Hal lain yang juga tidak jelas di dalam dakwaan adalah peran Irwan yang tampak memiliki peran sentral, sementara siapa pihak di balik Irwan sama sekali tidak dimuat dalam dakwaan. Selain itu, menurut Zaenur, detail lain yang belum dijelaskan adalah tentang adanya permintaan fee 10 persen sebagai bentuk komitmen dari penyedia barang dan jasa. Namun, di dalam dakwaan aliran uang tersebut tidak dijelaskan mengarah kepada siapa saja. Padahal, dengan salah satu fungsi dakwaan adalah membuat jelas tindak pidana yang dilakukan.
Di sisi lain, Zaenur berharap agar penyidik Kejaksaan Agung juga mengembangkan kasus ini ke pidana korporasi, tidak hanya berhenti pada orang per orang. Sebab, dalam dakwaan terhadap Johnny, disebutkan bahwa korporasi juga menerima manfaat, tetapi tidak melakukan pencegahan atau malah melakukan pembiaran. Sebab, tanpa menjerat korporasi, dikhawatirkan pemulihan aset atas kerugian keuangan negara sebesar Rp 8,032 triliun tidak akan maksimal.
”Ke depan, publik perlu tahu bagaimana kasus yang merugikan negara sampai Rp 8 triliun lebih ini dibagi-bagi ke banyak pihak,” tutur Zaenur.
Perlunya penyidik untuk turut menjerat korporasi juga diutarakan pengajar hukum pidana dari Universitas Trisakti, Abdul Fickar Hadjar. Menurut Fickar, dalam kasus korupsi pembangunan menara BTS 4G Bakti Kemkominfo, perbuatan melawan hukum terjadi karena adanya penyelewengan kewenangan yang diambil Menkominfo. Akibat dari penyelewengan tersebut, terjadi kerugian keuangan negara. Di sisi lain, para pihak yang terkait dengan peristiwa tersebut juga mendapatkan keuntungan, semisal suap bagi sang pejabat. Dengan dasar itu, mestinya semua pihak yang terkait dengan proyek tersebut turut diadili.
”Karena Johnny G Plate dijerat tipikor dan dia menerima sejumlah uang yang patut diduga adalah suap, maka pihak yang memberi uang harus ditetapkan sebagai tersangka juga, termasuk jika pihak itu adalah korporasi yang karena proyek itu mendapatkan keuntungan,” kata Fickar.
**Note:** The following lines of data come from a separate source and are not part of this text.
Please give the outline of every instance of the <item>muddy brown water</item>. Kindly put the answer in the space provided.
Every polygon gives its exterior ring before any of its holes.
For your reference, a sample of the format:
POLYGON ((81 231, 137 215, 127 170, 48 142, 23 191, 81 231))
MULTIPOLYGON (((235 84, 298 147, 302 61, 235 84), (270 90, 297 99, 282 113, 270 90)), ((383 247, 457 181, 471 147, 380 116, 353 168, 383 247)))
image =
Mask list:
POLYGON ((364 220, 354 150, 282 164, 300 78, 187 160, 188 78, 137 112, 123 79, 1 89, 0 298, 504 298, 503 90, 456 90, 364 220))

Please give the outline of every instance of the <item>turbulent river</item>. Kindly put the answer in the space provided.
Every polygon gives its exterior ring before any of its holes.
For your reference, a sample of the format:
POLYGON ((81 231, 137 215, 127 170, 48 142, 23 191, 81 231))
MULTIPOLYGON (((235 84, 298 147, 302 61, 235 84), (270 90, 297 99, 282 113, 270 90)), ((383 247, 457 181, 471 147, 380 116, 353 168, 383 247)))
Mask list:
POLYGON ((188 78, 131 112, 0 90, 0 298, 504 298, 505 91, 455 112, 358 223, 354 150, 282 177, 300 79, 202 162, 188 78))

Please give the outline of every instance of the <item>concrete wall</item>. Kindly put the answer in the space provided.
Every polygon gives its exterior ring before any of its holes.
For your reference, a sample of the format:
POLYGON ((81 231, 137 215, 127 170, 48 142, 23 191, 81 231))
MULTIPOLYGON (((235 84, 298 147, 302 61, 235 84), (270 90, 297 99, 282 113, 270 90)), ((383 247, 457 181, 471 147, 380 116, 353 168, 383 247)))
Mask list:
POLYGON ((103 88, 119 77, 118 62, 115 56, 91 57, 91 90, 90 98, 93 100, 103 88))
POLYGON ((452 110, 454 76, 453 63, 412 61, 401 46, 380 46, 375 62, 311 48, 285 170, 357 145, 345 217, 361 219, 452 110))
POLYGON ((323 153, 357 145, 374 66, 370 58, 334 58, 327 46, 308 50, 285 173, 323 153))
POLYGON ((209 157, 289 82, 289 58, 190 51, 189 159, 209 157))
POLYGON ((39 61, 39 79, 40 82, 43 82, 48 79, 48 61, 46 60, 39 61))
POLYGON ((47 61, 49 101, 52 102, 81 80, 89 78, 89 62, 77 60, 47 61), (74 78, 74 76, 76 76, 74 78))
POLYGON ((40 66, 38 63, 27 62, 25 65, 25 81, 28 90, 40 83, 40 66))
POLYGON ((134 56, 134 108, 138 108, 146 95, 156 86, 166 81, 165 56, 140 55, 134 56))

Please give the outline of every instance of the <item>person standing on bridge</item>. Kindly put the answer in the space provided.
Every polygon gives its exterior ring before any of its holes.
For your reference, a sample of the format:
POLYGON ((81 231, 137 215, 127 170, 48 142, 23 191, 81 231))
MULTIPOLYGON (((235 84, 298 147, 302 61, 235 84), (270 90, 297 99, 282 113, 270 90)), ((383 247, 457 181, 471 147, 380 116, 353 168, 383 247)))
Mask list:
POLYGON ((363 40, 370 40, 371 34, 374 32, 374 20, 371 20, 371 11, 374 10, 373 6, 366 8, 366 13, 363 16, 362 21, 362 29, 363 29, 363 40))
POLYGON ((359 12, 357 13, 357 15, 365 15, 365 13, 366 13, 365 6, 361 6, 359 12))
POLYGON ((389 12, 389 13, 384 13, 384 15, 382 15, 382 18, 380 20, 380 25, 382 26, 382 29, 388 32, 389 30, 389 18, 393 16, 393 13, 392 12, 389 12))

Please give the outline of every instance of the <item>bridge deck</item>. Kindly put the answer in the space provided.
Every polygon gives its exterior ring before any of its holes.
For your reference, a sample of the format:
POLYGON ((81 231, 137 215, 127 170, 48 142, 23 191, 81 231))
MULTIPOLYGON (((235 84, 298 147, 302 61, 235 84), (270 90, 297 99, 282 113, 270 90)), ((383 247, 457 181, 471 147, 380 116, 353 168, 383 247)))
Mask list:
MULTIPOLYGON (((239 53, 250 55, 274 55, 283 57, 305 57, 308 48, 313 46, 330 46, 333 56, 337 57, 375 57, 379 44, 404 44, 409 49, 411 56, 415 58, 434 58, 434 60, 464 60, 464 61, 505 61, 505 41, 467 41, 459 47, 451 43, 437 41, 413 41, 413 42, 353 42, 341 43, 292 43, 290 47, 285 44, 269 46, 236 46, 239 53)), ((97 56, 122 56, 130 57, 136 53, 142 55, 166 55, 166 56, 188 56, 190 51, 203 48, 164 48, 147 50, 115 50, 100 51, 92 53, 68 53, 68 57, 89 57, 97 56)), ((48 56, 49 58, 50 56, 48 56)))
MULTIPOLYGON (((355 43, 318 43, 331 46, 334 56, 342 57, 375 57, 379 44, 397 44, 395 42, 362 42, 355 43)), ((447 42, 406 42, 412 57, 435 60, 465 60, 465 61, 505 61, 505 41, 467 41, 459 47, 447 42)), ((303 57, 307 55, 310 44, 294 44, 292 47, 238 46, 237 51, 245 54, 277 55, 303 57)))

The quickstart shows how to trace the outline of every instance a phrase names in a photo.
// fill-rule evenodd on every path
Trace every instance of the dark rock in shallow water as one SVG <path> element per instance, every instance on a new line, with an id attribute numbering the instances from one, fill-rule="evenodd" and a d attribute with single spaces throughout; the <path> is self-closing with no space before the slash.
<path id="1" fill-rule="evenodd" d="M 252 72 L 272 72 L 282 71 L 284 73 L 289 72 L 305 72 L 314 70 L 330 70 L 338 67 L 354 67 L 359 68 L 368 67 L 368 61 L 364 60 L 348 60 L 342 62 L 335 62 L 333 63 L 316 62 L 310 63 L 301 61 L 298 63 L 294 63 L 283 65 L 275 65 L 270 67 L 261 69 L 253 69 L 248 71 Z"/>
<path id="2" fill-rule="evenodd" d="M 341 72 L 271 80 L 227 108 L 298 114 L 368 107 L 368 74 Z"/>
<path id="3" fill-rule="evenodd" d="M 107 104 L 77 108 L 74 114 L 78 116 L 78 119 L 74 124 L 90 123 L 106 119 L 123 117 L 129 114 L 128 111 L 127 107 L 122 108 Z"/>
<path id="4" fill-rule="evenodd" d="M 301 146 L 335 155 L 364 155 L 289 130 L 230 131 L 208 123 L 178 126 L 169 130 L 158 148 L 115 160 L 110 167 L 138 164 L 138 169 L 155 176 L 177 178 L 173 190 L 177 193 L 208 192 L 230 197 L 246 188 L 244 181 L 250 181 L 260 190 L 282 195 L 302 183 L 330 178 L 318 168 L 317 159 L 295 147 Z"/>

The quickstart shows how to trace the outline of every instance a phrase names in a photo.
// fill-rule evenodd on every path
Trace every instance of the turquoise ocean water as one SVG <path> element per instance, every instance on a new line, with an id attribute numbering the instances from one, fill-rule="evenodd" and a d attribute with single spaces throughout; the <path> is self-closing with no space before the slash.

Terkait dengan masih adanya banyak pertanyaan terkait peran para pihak dalam kasus tersebut, Jaksa Agung Muda Tindak Pidana Khusus Kejaksaan Agung Febrie Adriansyah memastikan bahwa di dalam persidangan yang akan berjalan, semua pertanyaan itu akan terbuka. Ia pun memastikan bahwa jika ada pengakuan terkait penerimaan uang yang diungkap di persidangan, maka akan diklarifikasi oleh penyidik.
Sementara itu, ketika ditanya terkait proses pengaturan tender proyek pembangunan menara BTS 4G sampai ke subkontraktor, Kasubdit Penyidikan Korupsi dan Tindak Pidana Pencucian Uang Direktorat Penyidikan Jampidsus Kejagung Haryoko Ari Prabowo menolak untuk menjawab. Menurut dia, hal itu sudah masuk materi pokok perkara. ”Didengarkan saja. Kan, sudah mulai sidang,” kata Prabowo.